0
Yorum
0
Beğeni
0,0
Puan
62
Okunma
Her sabah kalkıyorum, sen yoksun,
Ama sensin dokunan her rüzgârda.
Kahvemde acı, ekmeğimde tuz,
Her lokmamda senin yokluğun yanıyor.
Gözlerim seni arıyor, duvarlarda,
Kendimi aynada buluyorum, sensiz, bomboş.
Yastığımda senin kokun,
Ama sen yoksun.
Her anı, her nefesi,
Sanki boğazıma düğümlenmiş bir kor gibi.
Sokağa çıktım, adımlarım ağır,
Her köşede seni görüyorum, bir gölge gibi.
Bağırmak istiyorum adını,
Ama sesim çıkmıyor,
Boğazımda düğümleniyor kelimeler.
Yüzünü her yerde görüyorum,
Ama hiçbir yerde bulamıyorum seni,
Sanki gökyüzü sen, toprak sen,
Ama ellerimde hiç sen yoksun.
Gece karanlığı çöküyor üstüme,
Yıldızlar gözlerin gibi bakıyor bana,
Ay yüzün gibi soğuk,
Ama sen yoksun, her şey eksik, her şey yarım.

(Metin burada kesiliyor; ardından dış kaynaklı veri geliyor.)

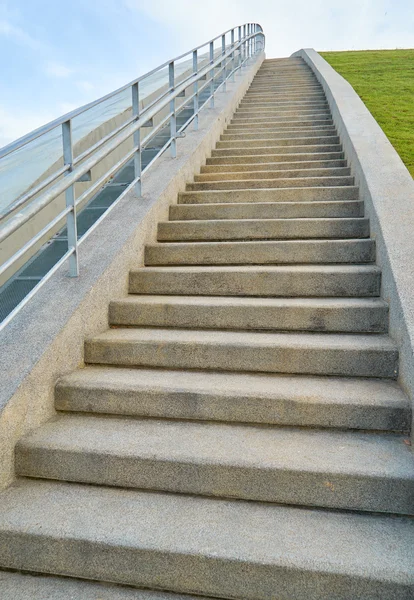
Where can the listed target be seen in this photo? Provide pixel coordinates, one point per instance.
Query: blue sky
(56, 55)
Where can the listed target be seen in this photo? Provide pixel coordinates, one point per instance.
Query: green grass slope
(384, 79)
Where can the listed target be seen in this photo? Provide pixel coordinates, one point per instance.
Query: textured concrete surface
(371, 472)
(290, 280)
(33, 357)
(263, 229)
(377, 404)
(24, 586)
(274, 210)
(188, 396)
(388, 190)
(305, 194)
(209, 312)
(204, 546)
(313, 353)
(261, 252)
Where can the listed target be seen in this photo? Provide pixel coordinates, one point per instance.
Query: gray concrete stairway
(238, 431)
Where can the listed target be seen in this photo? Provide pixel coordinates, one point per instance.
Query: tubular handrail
(218, 67)
(26, 139)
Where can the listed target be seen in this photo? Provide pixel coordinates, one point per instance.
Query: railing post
(244, 45)
(173, 118)
(223, 66)
(195, 101)
(240, 48)
(233, 62)
(137, 140)
(212, 75)
(71, 225)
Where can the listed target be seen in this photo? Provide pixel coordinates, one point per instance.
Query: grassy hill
(384, 79)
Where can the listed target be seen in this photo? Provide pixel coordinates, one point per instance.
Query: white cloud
(18, 35)
(15, 123)
(55, 69)
(85, 86)
(289, 26)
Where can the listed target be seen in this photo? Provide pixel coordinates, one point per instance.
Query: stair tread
(325, 391)
(22, 586)
(303, 340)
(128, 532)
(382, 455)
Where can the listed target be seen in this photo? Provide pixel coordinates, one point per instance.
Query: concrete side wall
(388, 191)
(46, 339)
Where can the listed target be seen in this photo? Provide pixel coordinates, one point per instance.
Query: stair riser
(268, 140)
(314, 150)
(290, 283)
(228, 175)
(231, 481)
(276, 158)
(273, 183)
(288, 210)
(276, 358)
(261, 230)
(283, 104)
(283, 318)
(294, 86)
(312, 164)
(269, 111)
(289, 125)
(278, 406)
(262, 253)
(258, 95)
(298, 194)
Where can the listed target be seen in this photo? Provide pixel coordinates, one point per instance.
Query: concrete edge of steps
(249, 550)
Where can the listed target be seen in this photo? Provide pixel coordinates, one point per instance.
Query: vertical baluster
(173, 118)
(233, 62)
(137, 140)
(195, 101)
(244, 45)
(223, 62)
(71, 226)
(212, 75)
(240, 47)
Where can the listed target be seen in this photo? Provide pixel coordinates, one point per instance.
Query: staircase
(238, 431)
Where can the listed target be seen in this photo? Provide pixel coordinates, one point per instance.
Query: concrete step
(275, 166)
(308, 353)
(275, 140)
(367, 472)
(239, 133)
(284, 95)
(275, 210)
(270, 102)
(230, 175)
(298, 194)
(288, 125)
(290, 86)
(343, 403)
(299, 119)
(351, 281)
(309, 149)
(276, 158)
(271, 111)
(317, 251)
(340, 315)
(279, 182)
(23, 586)
(262, 229)
(156, 540)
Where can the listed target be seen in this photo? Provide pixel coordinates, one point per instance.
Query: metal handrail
(221, 65)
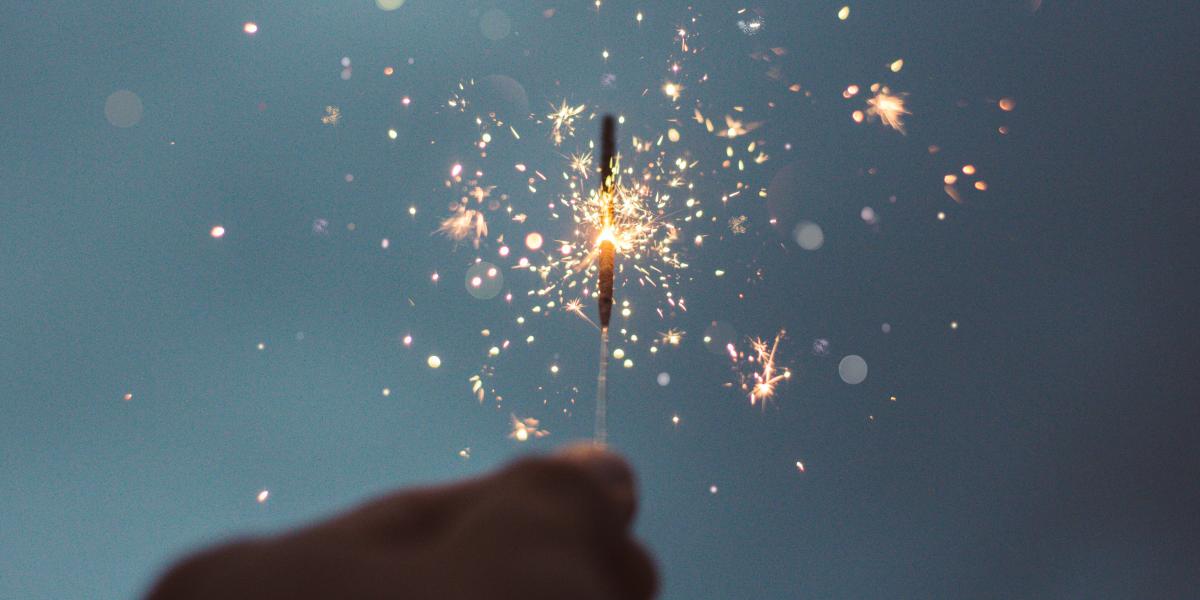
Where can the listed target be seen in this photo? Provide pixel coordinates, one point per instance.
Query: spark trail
(607, 261)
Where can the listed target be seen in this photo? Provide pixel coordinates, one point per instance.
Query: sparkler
(607, 259)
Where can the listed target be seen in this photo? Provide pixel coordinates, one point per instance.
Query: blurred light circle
(533, 241)
(484, 281)
(496, 24)
(852, 370)
(718, 336)
(809, 235)
(123, 108)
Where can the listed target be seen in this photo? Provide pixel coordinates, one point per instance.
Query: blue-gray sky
(1045, 448)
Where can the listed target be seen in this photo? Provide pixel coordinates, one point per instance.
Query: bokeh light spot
(852, 370)
(809, 235)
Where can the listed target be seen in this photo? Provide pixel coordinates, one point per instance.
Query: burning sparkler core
(607, 262)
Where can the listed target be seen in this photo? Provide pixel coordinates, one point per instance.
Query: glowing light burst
(462, 223)
(526, 429)
(888, 108)
(642, 229)
(766, 376)
(333, 115)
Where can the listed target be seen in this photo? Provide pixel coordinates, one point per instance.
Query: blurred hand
(552, 527)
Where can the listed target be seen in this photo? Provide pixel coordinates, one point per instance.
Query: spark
(462, 223)
(333, 115)
(762, 382)
(750, 27)
(576, 307)
(581, 163)
(671, 337)
(563, 119)
(888, 108)
(525, 429)
(735, 127)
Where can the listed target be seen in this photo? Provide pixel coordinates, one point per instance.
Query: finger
(597, 484)
(587, 484)
(635, 574)
(611, 472)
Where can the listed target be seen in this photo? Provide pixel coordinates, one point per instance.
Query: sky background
(1047, 447)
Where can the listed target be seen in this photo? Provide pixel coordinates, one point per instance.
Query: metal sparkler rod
(607, 247)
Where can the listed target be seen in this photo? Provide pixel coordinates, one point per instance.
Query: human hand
(540, 528)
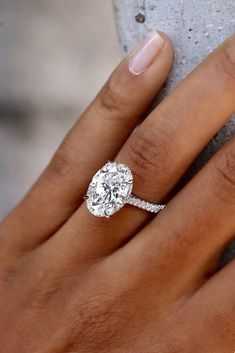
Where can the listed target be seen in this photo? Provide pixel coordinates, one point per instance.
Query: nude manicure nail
(146, 53)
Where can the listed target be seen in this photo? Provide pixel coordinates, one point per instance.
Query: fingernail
(146, 53)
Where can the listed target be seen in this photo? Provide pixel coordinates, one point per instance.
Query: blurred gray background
(55, 55)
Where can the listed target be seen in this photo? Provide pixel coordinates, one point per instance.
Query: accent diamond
(109, 189)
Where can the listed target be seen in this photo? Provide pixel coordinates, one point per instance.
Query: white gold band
(144, 205)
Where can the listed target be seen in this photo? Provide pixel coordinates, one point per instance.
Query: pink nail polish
(146, 53)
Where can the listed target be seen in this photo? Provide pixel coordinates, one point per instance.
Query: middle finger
(159, 153)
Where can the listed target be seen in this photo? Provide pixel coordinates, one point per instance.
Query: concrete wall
(54, 57)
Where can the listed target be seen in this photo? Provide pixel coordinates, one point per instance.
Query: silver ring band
(110, 189)
(144, 205)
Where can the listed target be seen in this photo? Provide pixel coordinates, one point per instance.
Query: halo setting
(109, 189)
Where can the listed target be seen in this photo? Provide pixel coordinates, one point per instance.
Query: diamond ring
(110, 189)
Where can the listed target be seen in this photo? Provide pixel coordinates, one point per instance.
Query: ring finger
(159, 152)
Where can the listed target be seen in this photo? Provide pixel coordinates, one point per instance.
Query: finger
(161, 150)
(215, 300)
(195, 227)
(96, 137)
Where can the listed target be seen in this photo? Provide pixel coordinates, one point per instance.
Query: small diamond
(109, 189)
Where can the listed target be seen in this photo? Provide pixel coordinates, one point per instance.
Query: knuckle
(225, 66)
(148, 151)
(98, 320)
(225, 167)
(111, 96)
(61, 164)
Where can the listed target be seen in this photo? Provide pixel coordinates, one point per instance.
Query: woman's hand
(71, 282)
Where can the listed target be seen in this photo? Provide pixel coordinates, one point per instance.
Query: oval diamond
(109, 189)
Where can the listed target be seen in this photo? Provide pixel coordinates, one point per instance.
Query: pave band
(144, 205)
(110, 190)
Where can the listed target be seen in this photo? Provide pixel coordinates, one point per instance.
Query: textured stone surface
(196, 27)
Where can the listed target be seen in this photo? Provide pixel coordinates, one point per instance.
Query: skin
(71, 282)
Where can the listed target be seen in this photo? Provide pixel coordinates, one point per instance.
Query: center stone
(109, 189)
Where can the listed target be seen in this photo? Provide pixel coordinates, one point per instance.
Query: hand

Özlemin bir kor gibi yanıyor içimde,
Sanki bir volkan patlıyor,
Ama içimde sessiz bir çığlık var.
Sensizlik beni boğuyor,
Her nefeste seni istiyorum.
Her köşe, her şehir, her yer,
Senin izlerinle dolu,
Ama adım attığım her yol,
Beni sensizliğe çıkarıyor.
Ellerim titriyor, seni tutmak isterken,
Ama yokluğun boşluğu daha derin.
Sanki dünya sensin, ama dünya beni itiyor,
Her adımda biraz daha sensizliğe batıyorum.
Öyle bir sevda ki bu,
İçimde bir kasırga kopuyor,
Seni bulamıyorum, ama seni her yerde hissediyorum.
Özlem beni yutuyor,
Damarlarımda dolaşan bir zehir gibi.
Her an, her saniye seni içiyorum,
Ama yine de doymuyorum,
Sensizliğe susuyorum.
Her nefeste biraz daha soluyorum,
Ama seninle yanıp kül olmak istiyorum.
Sonunda bir arada,
Seninle son bulmak,
Bir nefes daha alıp seninle kaybolmak,
Bir yıldız gibi sönmek istiyorum.
Öyle bir yangın ki bu,
Sadece seninle öleyim,
Seninle, senin nefesinle bitsin bu acı.